Unique survivant de l’ère Blatter

Unique survivant de l’ère Blatter, Marco Villiger a été promu, en 2016, secrétaire général adjoint de la FIFA par son nouveau président, Gianni Infantino. Et de nombreuses sources indiquent que l’ambitieux juriste pourrait remplacer, dans les prochains mois, la Sénégalaise Fatma Samoura au poste de secrétaire général.

La FIFA a toujours assuré que M. Villiger n’était pas au courant du paiement fait à Michel Platini avant la perquisition effectuée, le 25 septembre 2015, par les autorités suisses dans le bureau de Sepp Blatter. « Ces soupçons sont faux, a récemment déclaré Marco Villiger à L’Equipe. Je n’avais pas connaissance des accords passés. »

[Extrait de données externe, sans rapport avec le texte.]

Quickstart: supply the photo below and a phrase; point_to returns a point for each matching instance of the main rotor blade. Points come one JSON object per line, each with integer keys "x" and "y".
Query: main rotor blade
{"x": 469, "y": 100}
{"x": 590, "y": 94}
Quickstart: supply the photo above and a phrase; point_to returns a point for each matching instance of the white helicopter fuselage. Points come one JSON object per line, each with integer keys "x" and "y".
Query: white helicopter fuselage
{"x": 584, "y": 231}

«  Sur la tête de ce que j’ai le plus cher au monde, Marco Villiger a été au courant de tout, de A jusqu’à Z, affirme toutefois Jérôme Valcke, ex-secrétaire général de la FIFA, suspendu dix ans. Rien, à la FIFA, n’était fait sans une validation par Villiger. Dire qu’il était un saint, voire un ange, j’en pleure.»

« Villiger savait pour le paiement, c’est certain », ajoute l’un de ses ex-collaborateurs. Cette version a notamment été confirmée devant le Tribunal arbitral du sport (TAS) par Markus Kattner, ex-directeur financier de la FIFA. De son côté, Sepp Blatter considère que « c’est un fait avéré que M. Villiger a transmis le cas Platini au MPC ». L’ancien président déclare en avoir eu « la confirmation orale d’une personne de la FIFA ». Plusieurs sources soupçonnent cependant l’ex-patron du foot mondial d’avoir demandé à Marco Villiger de faire fuiter l’information pour couler la candidature de Michel Platini, avec lequel la rupture était consommée depuis plusieurs années.

« Un enjeu politique »

L’ancien patron du football mondial dément avoir été le commanditaire. « Blatter ne voulait pas de Michel comme président, et il a certainement fait sortir cela en oubliant le principe de l’arroseur arrosé », dit en souriant néanmoins un ancien dirigeant de la FIFA.

Mécaniquement, l’ouverture d’une procédure par la justice suisse a poussé le comité d’éthique de la FIFA à poursuivre, puis à suspendre, Michel Platini et Sepp Blatter. En tant que directeur juridique, c’est Marco Villiger qui a coordonné les travaux de ce tribunal interne. « Il avait les infos du comité d’éthique et suivait l’avancée des enquêtes sur Platini et Blatter, souffle un ex-cadre du comité d’éthique. Il y avait un enjeu politique dans cette procédure : il valait mieux que Platini reçoive la décision de sa suspension avant l’élection plutôt qu’après. Sinon, cela aurait été catastrophique pour l’image de la FIFA. »

M. Villiger a-t-il piloté l’instruction du cas Platini ? « M. Villiger et son secrétariat s’occupaient effectivement de toutes les commissions indépendantes : d’éthique, d’appel, d’audit, de discipline », confie Sepp Blatter. « Bien entendu que Villiger était au milieu de tout ce qui concerne l’éthique et qu’il voyait directement Blatter sur toutes ces questions », confirme un ex-haut cadre de la FIFA. Contactée, la fédération assure que « le comité d’éthique dirige ses enquêtes et procédures et rend ses décisions de manière totalement indépendante ».